NStGH: Keine Verfahrensmängel
Der Antrag blieb erfolglos (Urteil vom 14.08.2025 – StGH 1/24). Es seien keine Verfahrensmängel erkenntlich, die zu einer formellen Verfassungswidrigkeit der Gesetze führten, erklärte der StGH. Es sei richtig, dass alle Abgeordneten das Recht haben, gleichermaßen an der parlamentarischen Willensbildung mitzuwirken (Art. 12 und Art. 19 Abs. 2 Satz 1 NV). Diese Teilhabe umfasse das Recht, sich über einen Beratungsgegenstand mithilfe von ausreichenden Informationen eine eigene Meinung bilden zu können und somit an der Beratung und Beschlussfassung des Parlamentes mitwirken zu können.

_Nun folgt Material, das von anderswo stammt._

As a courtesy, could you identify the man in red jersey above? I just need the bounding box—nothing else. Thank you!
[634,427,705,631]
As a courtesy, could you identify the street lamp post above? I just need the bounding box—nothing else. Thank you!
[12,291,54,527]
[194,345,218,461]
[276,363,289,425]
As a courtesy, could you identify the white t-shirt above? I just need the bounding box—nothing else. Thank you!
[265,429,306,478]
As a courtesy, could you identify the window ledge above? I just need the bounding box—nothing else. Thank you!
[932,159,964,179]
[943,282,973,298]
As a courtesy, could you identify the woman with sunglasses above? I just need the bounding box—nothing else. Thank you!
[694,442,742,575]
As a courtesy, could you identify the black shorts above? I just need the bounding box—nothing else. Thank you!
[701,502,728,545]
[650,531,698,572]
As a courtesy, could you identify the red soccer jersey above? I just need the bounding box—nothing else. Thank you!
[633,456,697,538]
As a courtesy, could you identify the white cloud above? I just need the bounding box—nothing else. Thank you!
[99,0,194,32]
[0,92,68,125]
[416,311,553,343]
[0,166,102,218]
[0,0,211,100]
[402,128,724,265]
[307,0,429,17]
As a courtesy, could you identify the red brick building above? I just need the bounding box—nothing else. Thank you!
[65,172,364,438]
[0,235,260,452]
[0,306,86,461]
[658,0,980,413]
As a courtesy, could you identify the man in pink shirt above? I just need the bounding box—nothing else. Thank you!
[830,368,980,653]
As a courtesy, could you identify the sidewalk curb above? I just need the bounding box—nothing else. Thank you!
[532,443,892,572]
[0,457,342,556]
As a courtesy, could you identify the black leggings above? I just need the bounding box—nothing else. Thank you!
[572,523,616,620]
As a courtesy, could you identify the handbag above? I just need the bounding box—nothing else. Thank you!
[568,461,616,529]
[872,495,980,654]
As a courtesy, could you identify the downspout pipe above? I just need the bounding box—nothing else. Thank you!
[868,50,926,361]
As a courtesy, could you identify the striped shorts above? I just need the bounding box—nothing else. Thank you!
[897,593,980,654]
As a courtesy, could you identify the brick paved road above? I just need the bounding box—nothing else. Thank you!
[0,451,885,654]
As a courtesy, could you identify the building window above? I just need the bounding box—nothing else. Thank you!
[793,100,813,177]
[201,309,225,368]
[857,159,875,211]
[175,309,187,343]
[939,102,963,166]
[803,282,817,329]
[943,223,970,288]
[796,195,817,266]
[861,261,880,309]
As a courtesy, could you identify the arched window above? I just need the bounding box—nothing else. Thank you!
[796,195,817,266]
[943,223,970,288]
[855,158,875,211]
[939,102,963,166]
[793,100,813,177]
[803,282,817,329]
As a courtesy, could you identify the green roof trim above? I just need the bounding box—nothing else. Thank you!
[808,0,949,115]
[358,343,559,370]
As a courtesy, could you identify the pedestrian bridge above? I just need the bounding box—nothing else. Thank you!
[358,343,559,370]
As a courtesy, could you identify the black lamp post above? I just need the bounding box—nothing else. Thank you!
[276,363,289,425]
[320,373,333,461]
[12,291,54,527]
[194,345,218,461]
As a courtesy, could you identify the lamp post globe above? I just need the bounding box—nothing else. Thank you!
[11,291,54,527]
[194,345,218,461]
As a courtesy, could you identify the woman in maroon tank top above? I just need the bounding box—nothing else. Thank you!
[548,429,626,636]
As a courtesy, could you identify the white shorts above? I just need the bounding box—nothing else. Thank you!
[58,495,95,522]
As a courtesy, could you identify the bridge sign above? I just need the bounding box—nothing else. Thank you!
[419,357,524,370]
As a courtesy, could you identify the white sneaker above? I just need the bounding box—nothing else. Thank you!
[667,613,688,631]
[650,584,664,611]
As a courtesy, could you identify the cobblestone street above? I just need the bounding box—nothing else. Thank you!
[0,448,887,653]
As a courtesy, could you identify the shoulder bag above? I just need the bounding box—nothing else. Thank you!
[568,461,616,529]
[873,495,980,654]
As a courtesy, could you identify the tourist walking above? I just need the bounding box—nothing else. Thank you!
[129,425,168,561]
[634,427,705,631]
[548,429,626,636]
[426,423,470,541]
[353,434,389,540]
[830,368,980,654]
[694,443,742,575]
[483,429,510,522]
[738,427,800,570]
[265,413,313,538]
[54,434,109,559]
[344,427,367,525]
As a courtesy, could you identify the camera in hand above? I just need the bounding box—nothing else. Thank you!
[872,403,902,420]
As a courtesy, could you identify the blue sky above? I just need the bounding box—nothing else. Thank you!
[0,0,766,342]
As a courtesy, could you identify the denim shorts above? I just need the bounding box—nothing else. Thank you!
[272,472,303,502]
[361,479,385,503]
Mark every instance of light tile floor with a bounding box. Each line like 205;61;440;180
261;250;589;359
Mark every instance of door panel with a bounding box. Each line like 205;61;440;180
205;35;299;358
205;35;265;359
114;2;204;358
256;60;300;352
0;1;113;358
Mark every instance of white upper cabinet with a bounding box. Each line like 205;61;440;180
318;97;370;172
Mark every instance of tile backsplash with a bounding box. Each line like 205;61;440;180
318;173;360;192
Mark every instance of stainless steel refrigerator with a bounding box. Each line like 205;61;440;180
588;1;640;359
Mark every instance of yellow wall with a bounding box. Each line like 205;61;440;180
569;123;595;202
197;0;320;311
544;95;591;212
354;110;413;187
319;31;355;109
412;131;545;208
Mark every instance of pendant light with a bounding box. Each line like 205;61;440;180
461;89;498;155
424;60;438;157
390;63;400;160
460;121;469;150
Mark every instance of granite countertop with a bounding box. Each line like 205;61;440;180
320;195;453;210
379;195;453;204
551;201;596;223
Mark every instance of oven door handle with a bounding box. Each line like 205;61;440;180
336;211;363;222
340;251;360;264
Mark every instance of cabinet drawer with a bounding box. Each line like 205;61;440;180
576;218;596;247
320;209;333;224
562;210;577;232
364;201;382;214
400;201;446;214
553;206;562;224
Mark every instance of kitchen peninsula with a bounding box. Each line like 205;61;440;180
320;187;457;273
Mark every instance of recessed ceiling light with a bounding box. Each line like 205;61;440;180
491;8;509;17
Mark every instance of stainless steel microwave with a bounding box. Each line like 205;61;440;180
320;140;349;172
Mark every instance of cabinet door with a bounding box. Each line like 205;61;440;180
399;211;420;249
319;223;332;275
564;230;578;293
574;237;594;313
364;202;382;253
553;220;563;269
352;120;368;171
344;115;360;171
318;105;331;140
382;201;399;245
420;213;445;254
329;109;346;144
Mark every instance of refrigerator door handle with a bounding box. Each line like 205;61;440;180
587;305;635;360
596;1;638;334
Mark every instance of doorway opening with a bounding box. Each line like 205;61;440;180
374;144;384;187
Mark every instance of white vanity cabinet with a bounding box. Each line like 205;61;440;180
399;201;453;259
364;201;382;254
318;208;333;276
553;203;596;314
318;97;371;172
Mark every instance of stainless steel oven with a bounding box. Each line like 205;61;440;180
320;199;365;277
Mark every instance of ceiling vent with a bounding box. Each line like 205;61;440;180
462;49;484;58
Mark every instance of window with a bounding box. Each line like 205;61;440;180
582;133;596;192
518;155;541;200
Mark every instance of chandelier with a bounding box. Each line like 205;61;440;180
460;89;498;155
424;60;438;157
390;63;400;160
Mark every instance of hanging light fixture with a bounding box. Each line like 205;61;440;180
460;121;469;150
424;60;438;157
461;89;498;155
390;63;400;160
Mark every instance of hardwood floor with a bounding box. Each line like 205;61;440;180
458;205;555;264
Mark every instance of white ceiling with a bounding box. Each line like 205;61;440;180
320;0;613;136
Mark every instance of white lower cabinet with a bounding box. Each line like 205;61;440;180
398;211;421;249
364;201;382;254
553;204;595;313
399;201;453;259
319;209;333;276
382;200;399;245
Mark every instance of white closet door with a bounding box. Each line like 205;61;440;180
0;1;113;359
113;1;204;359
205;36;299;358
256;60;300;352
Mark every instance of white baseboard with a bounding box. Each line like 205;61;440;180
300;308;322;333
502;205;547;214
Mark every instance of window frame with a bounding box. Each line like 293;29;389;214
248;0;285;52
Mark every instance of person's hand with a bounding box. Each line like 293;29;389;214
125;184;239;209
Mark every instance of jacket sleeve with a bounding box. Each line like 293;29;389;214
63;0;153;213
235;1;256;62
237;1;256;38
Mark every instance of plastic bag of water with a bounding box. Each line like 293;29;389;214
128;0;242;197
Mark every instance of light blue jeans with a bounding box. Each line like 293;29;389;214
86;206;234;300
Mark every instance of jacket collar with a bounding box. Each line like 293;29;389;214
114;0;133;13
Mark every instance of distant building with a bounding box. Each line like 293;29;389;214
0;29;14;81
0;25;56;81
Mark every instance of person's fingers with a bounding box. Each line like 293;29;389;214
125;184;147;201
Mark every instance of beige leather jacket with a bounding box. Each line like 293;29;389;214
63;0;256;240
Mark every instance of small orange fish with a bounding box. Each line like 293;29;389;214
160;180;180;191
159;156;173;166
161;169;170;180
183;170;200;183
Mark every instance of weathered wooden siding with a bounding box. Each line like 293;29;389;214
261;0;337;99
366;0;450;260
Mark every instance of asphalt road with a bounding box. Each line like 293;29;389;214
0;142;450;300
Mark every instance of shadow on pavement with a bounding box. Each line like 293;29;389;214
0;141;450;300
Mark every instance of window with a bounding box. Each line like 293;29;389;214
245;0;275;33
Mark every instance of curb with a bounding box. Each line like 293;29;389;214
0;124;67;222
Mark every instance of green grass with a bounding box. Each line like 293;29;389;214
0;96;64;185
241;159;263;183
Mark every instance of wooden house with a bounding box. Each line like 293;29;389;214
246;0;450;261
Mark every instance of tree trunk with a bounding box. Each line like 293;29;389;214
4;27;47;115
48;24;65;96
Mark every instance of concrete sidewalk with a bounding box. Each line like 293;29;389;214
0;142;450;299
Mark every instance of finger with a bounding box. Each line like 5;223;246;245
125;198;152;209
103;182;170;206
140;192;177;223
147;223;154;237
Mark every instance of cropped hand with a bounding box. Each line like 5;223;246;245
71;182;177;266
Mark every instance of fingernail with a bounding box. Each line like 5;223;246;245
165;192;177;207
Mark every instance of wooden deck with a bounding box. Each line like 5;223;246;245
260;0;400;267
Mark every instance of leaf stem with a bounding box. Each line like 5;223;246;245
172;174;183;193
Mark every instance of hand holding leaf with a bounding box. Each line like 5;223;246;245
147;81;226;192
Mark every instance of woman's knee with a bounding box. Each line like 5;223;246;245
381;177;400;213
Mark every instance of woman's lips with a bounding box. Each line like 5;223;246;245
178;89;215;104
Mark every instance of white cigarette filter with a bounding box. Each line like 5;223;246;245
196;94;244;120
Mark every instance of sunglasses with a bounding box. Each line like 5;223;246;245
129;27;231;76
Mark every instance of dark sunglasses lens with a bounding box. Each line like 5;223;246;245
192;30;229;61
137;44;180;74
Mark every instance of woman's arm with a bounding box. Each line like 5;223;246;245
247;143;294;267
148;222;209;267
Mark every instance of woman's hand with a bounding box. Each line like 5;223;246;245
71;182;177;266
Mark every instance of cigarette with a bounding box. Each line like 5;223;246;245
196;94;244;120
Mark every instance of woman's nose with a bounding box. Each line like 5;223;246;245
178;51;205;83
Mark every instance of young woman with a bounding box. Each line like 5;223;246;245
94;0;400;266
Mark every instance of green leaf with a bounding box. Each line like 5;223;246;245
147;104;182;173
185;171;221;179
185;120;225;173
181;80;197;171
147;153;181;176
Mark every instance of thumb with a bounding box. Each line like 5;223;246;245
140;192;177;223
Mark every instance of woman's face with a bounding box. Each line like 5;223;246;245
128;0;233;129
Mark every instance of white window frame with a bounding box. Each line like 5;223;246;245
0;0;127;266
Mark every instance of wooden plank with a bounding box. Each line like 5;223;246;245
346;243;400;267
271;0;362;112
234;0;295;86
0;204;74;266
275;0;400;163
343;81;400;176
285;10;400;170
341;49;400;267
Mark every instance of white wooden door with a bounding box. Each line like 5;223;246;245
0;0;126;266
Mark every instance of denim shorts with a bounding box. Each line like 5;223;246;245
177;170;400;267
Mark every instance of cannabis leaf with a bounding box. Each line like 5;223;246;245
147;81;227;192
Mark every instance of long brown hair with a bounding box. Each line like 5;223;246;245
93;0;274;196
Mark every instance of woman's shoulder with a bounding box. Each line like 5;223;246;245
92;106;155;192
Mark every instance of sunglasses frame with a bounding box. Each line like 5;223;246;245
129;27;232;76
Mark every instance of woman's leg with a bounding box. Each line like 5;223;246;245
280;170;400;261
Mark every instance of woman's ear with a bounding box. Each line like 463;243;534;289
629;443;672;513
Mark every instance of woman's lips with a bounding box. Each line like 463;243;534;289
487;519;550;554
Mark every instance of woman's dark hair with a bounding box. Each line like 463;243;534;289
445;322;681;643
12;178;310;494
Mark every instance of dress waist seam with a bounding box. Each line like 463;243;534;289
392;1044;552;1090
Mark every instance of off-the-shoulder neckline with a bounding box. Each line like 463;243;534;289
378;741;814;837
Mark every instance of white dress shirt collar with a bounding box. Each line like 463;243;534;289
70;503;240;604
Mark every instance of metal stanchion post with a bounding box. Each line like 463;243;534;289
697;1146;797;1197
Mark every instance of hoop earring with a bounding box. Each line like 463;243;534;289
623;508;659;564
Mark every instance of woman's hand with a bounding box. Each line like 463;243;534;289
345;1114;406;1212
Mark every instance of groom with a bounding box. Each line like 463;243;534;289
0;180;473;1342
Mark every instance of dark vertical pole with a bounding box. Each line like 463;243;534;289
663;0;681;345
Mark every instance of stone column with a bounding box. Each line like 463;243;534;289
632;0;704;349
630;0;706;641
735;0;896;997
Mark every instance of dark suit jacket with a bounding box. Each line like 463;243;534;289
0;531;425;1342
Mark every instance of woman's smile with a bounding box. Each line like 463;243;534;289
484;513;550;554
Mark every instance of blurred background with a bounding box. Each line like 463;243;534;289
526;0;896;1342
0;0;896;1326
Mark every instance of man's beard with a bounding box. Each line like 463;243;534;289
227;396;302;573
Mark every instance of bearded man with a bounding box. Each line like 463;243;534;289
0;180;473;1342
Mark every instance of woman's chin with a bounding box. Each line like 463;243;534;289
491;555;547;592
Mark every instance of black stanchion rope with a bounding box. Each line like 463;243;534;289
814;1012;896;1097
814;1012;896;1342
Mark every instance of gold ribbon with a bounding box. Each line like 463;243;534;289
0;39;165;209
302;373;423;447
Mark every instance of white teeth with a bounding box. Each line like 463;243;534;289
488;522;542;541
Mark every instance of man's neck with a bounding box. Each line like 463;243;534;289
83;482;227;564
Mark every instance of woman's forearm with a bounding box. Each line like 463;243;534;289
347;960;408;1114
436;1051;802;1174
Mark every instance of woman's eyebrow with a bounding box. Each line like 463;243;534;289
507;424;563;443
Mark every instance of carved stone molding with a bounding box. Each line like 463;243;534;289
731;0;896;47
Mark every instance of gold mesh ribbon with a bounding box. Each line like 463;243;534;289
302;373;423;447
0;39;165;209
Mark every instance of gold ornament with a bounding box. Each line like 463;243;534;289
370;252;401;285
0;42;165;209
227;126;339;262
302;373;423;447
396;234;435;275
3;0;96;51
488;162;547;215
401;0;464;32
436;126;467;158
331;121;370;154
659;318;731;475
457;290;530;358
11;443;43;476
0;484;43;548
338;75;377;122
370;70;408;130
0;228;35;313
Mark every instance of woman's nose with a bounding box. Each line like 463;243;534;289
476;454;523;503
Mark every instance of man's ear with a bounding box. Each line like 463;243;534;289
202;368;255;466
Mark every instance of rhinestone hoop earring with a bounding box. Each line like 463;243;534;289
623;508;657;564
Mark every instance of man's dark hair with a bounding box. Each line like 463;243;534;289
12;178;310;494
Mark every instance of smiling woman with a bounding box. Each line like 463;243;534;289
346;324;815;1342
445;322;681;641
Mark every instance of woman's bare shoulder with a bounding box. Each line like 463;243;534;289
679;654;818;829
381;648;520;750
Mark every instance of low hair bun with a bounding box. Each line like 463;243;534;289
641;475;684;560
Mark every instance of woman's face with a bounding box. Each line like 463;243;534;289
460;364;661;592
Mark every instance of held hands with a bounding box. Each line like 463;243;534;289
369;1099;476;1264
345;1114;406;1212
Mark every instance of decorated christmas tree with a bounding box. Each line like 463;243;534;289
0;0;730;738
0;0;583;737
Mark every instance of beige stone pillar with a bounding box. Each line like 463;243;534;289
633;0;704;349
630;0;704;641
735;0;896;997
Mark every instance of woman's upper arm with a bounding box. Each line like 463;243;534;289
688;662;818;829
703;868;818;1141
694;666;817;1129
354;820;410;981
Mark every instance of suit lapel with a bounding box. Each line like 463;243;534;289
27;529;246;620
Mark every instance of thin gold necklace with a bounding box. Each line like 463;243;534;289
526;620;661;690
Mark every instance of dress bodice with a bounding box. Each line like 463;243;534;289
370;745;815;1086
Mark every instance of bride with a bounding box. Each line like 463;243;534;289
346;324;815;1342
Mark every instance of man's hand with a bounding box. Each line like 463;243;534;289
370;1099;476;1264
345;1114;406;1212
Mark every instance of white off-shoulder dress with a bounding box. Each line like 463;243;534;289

Jedoch bewirke nicht jede Verletzung der im Innenverhältnis zum Landtag bestehenden Abgeordnetenrechte die Verfassungswidrigkeit eines Gesetzes. Ein Gesetz sei nur dann verfassungswidrig, wenn das Verfahren, in dem das Gesetz beschlossen wird, nicht mehr den demokratischen Anforderungen genüge und der Beschluss aufgrund einer missbräuchlichen Verfahrensgestaltung erfolge. Der Bezugspunkt für diese Feststellung sei die Schlussabstimmung im Plenum, denn erst dort werde der Inhalt des Gesetzes rechtsverbindlich festgestellt.
Eine Verletzung der Abgeordnetenrechte in einer früheren Phase des Prozesses, wie hier bereits im Haushaltsausschuss, führe daher nicht zu einer Unvereinbarkeit des Gesetzes mit der Verfassung.
Verstoß muss innenparlamentarischen Bereich verlassen
Die demokratischen Anforderungen seien nicht gewahrt, wenn die Parlamentsmehrheit im Plenum ohne jeden Sachgrund ein Gesetzgebungsverfahren beschleunigt oder in manipulativer Absicht in der Plenardebatte Teilhaberechte der Abgeordneten abschneidet, etwa zur Unterbindung einer kritischen Debatte oder mit dem Ziel, eine gesetzliche Regelung vor den Augen der Öffentlichkeit zu verstecken.
Dasselbe gelte auch dann, wenn den Abgeordneten kein ausreichender Zeitraum zur Auseinandersetzung mit der Beschlussempfehlung gewährt werde. In diesen Fällen sei nicht nur der innenparlamentarische Bereich berührt, sondern auch der Gesetzgebungsakt im Außenverhältnis. Dem Gesetzgebungsakt fehle es an der demokratischen Legitimation. Unterhalb dieser Schwelle könnten Abgeordnetenrechte in einem Organstreitverfahren geltend gemacht werden.
Es sei hier nicht von Bedeutung, ob die Abgeordnetenrechte im Ausschuss gewahrt wurden. Die abschließende Beratung und Beschlussfassung im Plenum habe jedenfalls den verfassungsrechtlichen Vorgaben entsprochen. Gemäß § 29 GO des Landtags könne die Beschlussfassung frühestens am zweiten Tag nach der Verteilung der Beschlussempfehlung des Ausschusses stattfinden. Diese Vorschrift sei eingehalten worden. Auch seien die eingereichten Vorschläge nicht übermäßig umfangreich oder komplex gewesen.